Somme toute, si on tente un bilan des changements climatiques et que l’on compare les gains et les pertes, nous pourrions observer, dans certains cas, des constats positifs, notamment sur le plan économique. Les intérêts de tout un chacun sont très divers et les perceptions très différentes. Cependant, il apparaît évident sur la base des informations disponibles que les risques sont très nombreux et importants par rapport aux gains potentiels. On rappelle à cet effet, que certains secteurs subissent présentement les impacts négatifs de ces changements. C’est le cas notamment de la Côte-Nord et de la Baie des Chaleurs, où les marais côtiers sont en régression et exposés aux intempéries, ainsi que les zones de pêche coquillière.
Sur cet enjeu, beaucoup de travail de sensibilisation et d’éducation reste à faire. En effet, dans le cas du développement en rive, chacun décide pour soi,, se joue alors l’intérêt personnel contre l’intérêt collectif et les droits acquis. Les municipalités peuvent parfois être en conflit d’intérêt. Ont-elles la volonté d’empêcher le développement en zone inondable? Il y a une dimension humaine dont on ne peut faire abstraction. Les droits des collectivités sont bafoués au profit de quelques individus.

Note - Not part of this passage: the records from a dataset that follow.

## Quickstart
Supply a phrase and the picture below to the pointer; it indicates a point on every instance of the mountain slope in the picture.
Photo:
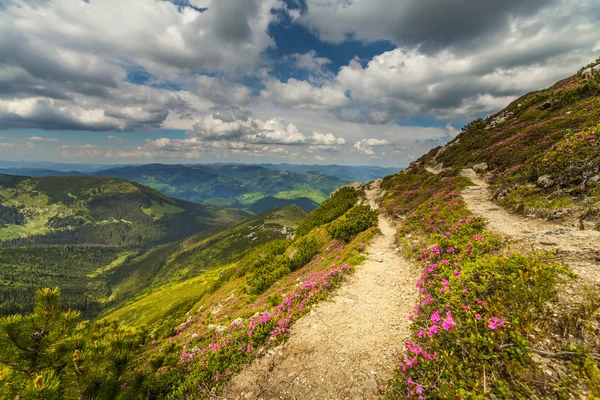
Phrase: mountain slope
(168, 279)
(353, 173)
(245, 183)
(541, 152)
(101, 211)
(508, 304)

De façon générale, on remarque que le débat sur la question des changements climatiques semble se faire à deux niveaux. D’une part, on observe un débat scientifique qui porte davantage sur les paramètres à étudier et la quantification des impacts éventuels, et d’autre part, on assiste à un débat public dont l’attention porte davantage sur la problématique générale des changements climatiques. Toutefois on remarque que la situation a beaucoup évolué au cours des 15 à 20 dernières années. Ainsi, plus de 100 pays ont signé un accord sur les changements climatiques. Le défi pour le public en général est de continuer à croire aux changements climatiques quand on observe temporairement un refroidissement, alors qu’à l’échelle globale, le climat est bel et bien en train de se réchauffer. De plus, il ne faut pas oublier l’impact de phénomènes géologiques naturels, tels que les volcans, qui peuvent ramener la courbe de température vers le bas.
Dans la perspective d’un programme de suivi, on peut se demander s’il est possible de suivre certains indicateurs de vulnérabilité et d’adaptation en lien avec les changements climatiques. Certains exemples ont été cités, tels que la température de l’eau et les niveaux d’eau du Saint-Laurent, ou certains indicateurs biologiques tels que la superficie des milieux humides et la productivité.